Peterson is exploring a technique that he thinks could revolutionize paleontology. On a typical dig, he explains, you choose a geologically promising site to excavate, and then you painstakingly remove layers of dirt by hand until the entire site is exposed. Diggers take photos and notes and sketch plots of what they find. Then they wrap up the bones and ship them back to the lab for further study.
But Peterson finds the end result unsatisfying. ”You wind up with drawers and boxes of old bones, but nothing else,” he says. ”You don’t know what the ground around the dinosaur looked like or exactly how the body was positioned. You lose 99 percent of the information getting that 1 percent.”
A more revealing technique would be to create a three-dimensional map of a site. That would entail scraping off thin layers—dirt, bones, and all—and imaging each layer using a lidar scanner equipped with a camera, then using computer modeling software to re-create a 3-D picture of the whole.
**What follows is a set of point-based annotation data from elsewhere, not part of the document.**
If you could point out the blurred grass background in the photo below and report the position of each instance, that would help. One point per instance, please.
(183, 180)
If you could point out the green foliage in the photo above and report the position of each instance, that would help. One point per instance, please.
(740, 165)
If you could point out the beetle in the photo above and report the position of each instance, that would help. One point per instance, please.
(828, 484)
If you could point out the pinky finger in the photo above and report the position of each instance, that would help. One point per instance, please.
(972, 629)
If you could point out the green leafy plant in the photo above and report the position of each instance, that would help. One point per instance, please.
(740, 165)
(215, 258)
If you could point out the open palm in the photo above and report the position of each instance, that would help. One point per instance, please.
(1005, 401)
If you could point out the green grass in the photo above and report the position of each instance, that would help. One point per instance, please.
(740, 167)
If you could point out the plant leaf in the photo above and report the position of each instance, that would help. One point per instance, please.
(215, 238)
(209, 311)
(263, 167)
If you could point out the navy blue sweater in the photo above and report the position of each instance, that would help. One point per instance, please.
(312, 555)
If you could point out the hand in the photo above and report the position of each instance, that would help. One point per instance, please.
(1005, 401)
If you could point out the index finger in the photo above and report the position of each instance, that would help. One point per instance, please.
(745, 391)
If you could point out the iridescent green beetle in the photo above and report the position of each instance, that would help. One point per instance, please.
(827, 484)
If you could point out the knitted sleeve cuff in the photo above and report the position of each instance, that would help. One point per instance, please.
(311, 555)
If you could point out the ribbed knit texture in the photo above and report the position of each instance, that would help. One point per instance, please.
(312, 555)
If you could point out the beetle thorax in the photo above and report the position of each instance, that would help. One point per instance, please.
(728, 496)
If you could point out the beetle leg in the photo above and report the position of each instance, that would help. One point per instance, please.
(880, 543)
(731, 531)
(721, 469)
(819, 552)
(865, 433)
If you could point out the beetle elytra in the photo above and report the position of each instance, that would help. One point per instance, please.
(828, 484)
You’d still have the bones at the end, but Peterson thinks the resulting image—which could be rotated, peeled back, and viewed from different angles—would be at least as valuable. He hopes to try out his lidar system in the field next summer.
As an engineer among paleontologists, Peterson says, ”the most crucial thing I can offer is a different way of thinking, a different way of looking at things.”